If you are in need of money for an essential item or to help make your life more manageable, it’s a good thing to familiarize yourself with the kinds of credit and loans that might be available to you and the sorts of terms you can expect.
Types of Credit
The two basic categories of consumer credit are open-end credit and closed-end credit. Open-end credit, also called revolving credit, requires monthly payments that are less than the total amount due.
Examples of revolving credit are credit card accounts and home equity lines of credit. In each case, consumers can use their credit while paying on their account balance.
Closed-end credit provides a fixed amount of money to finance a specific purpose for a specific period of time.
Examples of closed-end credit include:
- Car loans
- Appliance loans
- Payday loans
Types of Loans
Loan types vary because each loan has a specific intended use. They can vary by length of time, by how interest rates are calculated, by when payments are due and by a number of other variables.
Student loans are offered to college students and their families to help cover the cost of higher education. There are two main types of student loans: those offered by the federal government, and those offered by private lenders. Federally funded loans are better, as they typically come with lower interest rates and more borrower-friendly repayment terms.
Mortgages are loans distributed by banks to allow consumers to buy homes they can’t pay for upfront. A mortgage is tied to your home, meaning you risk foreclosure if you fall behind on loan payments. Mortgages have among the lowest interest rates of any loans.
Like mortgages, auto loans are tied to your property. They can help you afford a vehicle, but you risk losing the car if you miss payments. This type of loan may be distributed by a bank or by the car dealership directly. While loans from the dealership may be more convenient, they often cost more overall.
Personal loans can be used for any personal expenses and don’t have a designated purpose. This makes them an attractive option for people with outstanding debts, such as credit card debt, who want to reduce their interest rates by transferring balances. Like other loans, personal loan terms depend on your credit history.
Loans for Veterans
The Department of Veterans Affairs (VA) has lending programs available to veterans and their families. With a VA-backed home loan, money does not come directly from the administration. Instead, the VA acts as a co-signer and effectively vouches for you, helping you earn higher loan amounts with lower interest rates.
Small Business Loans
Small business loans are granted to entrepreneurs and aspiring entrepreneurs to help them start or expand a business. The best source of small business loans is the U.S. Small Business Administration (SBA), which offers a variety of loan types depending on each business’s needs.
Payday loans are short-term, high-interest loans designed to bridge the gap from one paycheck to the next. They are predominantly used by repeat borrowers living paycheck to paycheck. Because of the loans’ high costs, the government strongly discourages their use.
Borrowing from Retirement and Life Insurance
Those with retirement funds or life insurance plans may be eligible to borrow from their accounts.
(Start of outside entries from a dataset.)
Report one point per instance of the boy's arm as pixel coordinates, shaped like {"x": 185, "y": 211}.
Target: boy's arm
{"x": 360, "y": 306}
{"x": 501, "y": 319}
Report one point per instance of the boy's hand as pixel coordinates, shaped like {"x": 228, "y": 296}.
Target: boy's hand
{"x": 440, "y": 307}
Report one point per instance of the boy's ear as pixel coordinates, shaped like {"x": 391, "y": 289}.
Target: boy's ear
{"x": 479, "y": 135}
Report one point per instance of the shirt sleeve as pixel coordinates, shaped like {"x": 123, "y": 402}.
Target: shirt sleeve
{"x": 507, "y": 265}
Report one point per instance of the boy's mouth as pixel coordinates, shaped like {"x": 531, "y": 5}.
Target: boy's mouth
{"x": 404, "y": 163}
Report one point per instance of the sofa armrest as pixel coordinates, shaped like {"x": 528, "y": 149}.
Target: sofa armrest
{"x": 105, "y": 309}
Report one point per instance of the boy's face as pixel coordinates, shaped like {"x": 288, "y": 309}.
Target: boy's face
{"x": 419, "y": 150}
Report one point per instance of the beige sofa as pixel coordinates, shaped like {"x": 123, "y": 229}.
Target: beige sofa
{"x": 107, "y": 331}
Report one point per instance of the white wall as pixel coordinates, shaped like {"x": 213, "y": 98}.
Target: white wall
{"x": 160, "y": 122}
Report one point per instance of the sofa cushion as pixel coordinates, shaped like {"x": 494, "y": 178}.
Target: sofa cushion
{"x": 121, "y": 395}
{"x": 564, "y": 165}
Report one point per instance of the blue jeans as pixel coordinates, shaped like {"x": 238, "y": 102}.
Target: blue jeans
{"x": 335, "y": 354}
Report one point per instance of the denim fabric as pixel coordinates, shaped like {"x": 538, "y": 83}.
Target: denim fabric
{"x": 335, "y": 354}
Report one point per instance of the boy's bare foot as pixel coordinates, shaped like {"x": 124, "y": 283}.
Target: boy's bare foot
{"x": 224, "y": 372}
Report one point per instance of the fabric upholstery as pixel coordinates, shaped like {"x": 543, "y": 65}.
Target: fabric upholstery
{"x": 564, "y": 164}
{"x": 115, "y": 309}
This option has the benefit that you are borrowing from yourself, making repayment much easier and less stressful. However, in some cases, failing to repay such a loan can result in tax consequences.
A consolidated loan is a loan meant to simplify your finances. It is a loan that pays off all or several of your other loans and debts, particularly credit card debt. It means fewer monthly payments and lower interest rates. Consolidated loans are typically in the form of second mortgages or personal loans.
Borrowing from Friends and Family
Borrowing money from friends and relatives is an informal type of loan. This isn’t always a good option, as it may strain a relationship. To protect both parties, it’s a good idea to sign a basic promissory note.
Whenever you decide to borrow money – whether it is to pay the bills or buy a luxury item – make sure you understand the agreement fully. Know what type of loan you’re receiving and whether it is tied to any of your belongings.
Also, familiarize yourself with your repayment terms: what your monthly obligation will be, how long you have to repay the loan and the consequences of missing a payment. If any part of the agreement is unclear to you, don’t hesitate to ask for clarifications or adjustments.